Struct wasmparser::Parser

source · [−]

pub struct Parser { /* private fields */ }

Expand description

An incremental parser of a binary WebAssembly module.

This type is intended to be used to incrementally parse a WebAssembly module as bytes become available for the module. This can also be used to parse modules that are already entirely resident within memory.

This primary function for a parser is the Parser::parse function which will incrementally consume input. You can also use the Parser::parse_all function to parse a module that is entirely resident in memory.

Implementations

impl Parser

pub fn new(offset: u64) -> Parser

Creates a new module parser.

Reports errors and ranges relative to offset provided, where offset is some logical offset within the input stream that we’re parsing.

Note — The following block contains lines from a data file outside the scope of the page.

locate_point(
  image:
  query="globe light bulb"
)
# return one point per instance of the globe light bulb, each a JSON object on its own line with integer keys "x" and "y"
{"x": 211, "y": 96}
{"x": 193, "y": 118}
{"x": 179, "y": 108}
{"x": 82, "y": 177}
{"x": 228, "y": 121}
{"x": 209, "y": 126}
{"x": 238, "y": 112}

pub fn parse<'a>(&mut self, data: &'a [u8 ], eof: bool) -> Result<Chunk<'a>>

Attempts to parse a chunk of data.

This method will attempt to parse the next incremental portion of a WebAssembly binary. Data available for the module is provided as data, and the data can be incomplete if more data has yet to arrive for the module. The eof flag indicates whether data represents all possible data for the module and no more data will ever be received.

There are two ways parsing can succeed with this method:

Chunk::NeedMoreData - this indicates that there is not enough bytes in data to parse a chunk of this module. The caller needs to wait for more data to be available in this situation before calling this method again. It is guaranteed that this is only returned if eof is false.
Chunk::Parsed - this indicates that a chunk of the input was successfully parsed. The payload is available in this variant of what was parsed, and this also indicates how many bytes of data was consumed. It’s expected that the caller will not provide these bytes back to the Parser again.

Note that all Chunk return values are connected, with a lifetime, to the input buffer. Each parsed chunk borrows the input buffer and is a view into it for successfully parsed chunks.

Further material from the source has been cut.